O vice-presidente e secretário da Pontifícia Comissão para a América Latina (CAL), Dr. Guzmán Carriquiry, disse que a Igreja facilitaria a mediação na crise na Venezuela "se as condições fossem razoáveis" e mesmo quando os precedentes levantem sérias dúvidas sobre a solicitação do regime de Nicolás Maduro.

Em um artigo intitulado "Diante da atual situação venezuelana", publicado no site da CAL em 11 de fevereiro, Carriquiry expressou que "é óbvio, exigida por sua própria missão, que a Igreja esteja disposta a facilitar todo diálogo ou negociação, inclusive uma mediação, se as condições forem razoáveis, realistas e com possibilidades de resultados benéficos.

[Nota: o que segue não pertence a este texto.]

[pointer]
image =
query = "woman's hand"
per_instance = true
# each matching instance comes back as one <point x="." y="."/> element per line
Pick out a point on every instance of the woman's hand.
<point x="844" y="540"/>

E mais ainda, diante de uma situação de polarização extrema, com risco eminente de acabar em violências e repressões descontroladas e as terríveis consequências de banho de sangue”. 

"Essa disponibilidade deve estar sempre aberta, mesmo quando os precedentes levantam sérias dúvidas sobre a credibilidade do pedido feito por carta ao Santo Padre", disse o leigo uruguaio que serve no Vaticano há mais de 40 anos.

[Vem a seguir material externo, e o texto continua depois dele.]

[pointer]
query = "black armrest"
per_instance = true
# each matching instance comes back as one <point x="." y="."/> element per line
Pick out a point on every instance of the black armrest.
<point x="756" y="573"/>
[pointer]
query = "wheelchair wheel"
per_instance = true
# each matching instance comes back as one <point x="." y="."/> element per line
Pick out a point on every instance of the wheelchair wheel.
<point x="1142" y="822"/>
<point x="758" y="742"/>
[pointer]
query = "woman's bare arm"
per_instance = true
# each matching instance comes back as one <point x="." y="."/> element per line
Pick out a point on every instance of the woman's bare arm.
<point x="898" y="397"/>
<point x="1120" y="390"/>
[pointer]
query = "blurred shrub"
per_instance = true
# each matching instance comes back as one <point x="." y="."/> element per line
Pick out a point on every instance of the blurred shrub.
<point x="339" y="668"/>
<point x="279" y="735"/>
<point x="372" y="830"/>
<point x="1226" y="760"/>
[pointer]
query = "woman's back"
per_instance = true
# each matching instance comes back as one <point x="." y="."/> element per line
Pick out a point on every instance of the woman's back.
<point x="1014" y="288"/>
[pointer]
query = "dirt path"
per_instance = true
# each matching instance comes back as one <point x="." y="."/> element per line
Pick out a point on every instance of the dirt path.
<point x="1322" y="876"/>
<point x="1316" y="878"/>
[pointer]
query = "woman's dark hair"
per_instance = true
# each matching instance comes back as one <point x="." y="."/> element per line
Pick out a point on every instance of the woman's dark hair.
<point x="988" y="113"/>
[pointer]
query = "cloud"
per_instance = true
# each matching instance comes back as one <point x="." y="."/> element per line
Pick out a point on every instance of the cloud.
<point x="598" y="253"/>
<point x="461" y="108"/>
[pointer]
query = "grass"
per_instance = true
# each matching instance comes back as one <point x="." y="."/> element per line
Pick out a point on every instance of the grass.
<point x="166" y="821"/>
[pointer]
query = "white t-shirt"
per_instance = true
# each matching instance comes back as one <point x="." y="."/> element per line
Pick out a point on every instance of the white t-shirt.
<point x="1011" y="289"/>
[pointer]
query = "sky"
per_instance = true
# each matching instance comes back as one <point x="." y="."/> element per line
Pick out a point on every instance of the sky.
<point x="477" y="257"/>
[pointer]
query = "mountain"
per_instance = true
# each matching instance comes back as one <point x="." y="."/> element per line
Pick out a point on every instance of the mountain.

O artigo de Carriquiry aparece na véspera das manifestações organizadas pela oposição que exigem que Maduro deixe o poder e que se permita a entrada da ajuda humanitária enviada pelo governo norte-americano a Venezuela, que está sendo estocada em Cúcuta (Colômbia ) e, desde segunda-feira, também no Brasil.

Guzmán Carriquiry lembrou que em 2016, quando o Vaticano facilitou o diálogo entre o governo e a oposição, a Santa Sé "se encontrou com a resistência do regime de Maduro e a realidade de uma oposição dividida e confusa".

"Como não lembrar inclusive dos insultos proferidos por porta-vozes do regime Maduro em resposta à carta na qual o Cardeal Pietro Parolin, Secretário de Estado, estabeleceu algumas condições para esse diálogo".

A este respeito, disse que "o pedido de mediação é a última tentativa de um regime que se sente encurralado, isolado interior e exteriormente, a fim de ganhar tempo e espaço para respirar, mas que não está movido por um propósito sincero de ajudar a tirar o país do pântano no qual está metido, é uma hipótese que não se pode deixar de levar em consideração”.

Na situação atual, continuou Carriquiry, é necessário o consenso de ambas as partes como já mencionado pelo Papa Francisco. Recordou ainda a declaração do Diretor Interino da Sala de Imprensa da Santa Sé em 7 de fevereiro: "O Santo Padre sempre se reservou e, portanto, ainda se reserva a possibilidade de verificar a vontade de ambas as partes determinando se existem condições para seguir este caminho (de diálogo)".

"As condições a que a Santa Sé se refere não se limitam apenas ao consenso das partes, mas evocam aquelas já determinadas pela carta do Secretário de Estado (de 2016): a abertura de canais humanitários para sair ao encontro das necessidades da população e aliviar seus sofrimentos, a convocação dentro de um prazo próximo e realista de eleições livres e transparentes, o reconhecimento da Assembleia Nacional (controlada pela oposição), a libertação dos presos políticos e o fim da violência e repressão".

Carriquiry explicou que "condições semelhantes (...) foram definidas pela reunião do ‘grupo internacional de contato’ em Montevidéu, com a participação dos governos do Uruguai, México, Costa Rica e Bolívia, juntamente com os ministros de Relações Exteriores de vários países europeus convocados pela União Europeia" para promover eleições livres e ajuda humanitária na Venezuela.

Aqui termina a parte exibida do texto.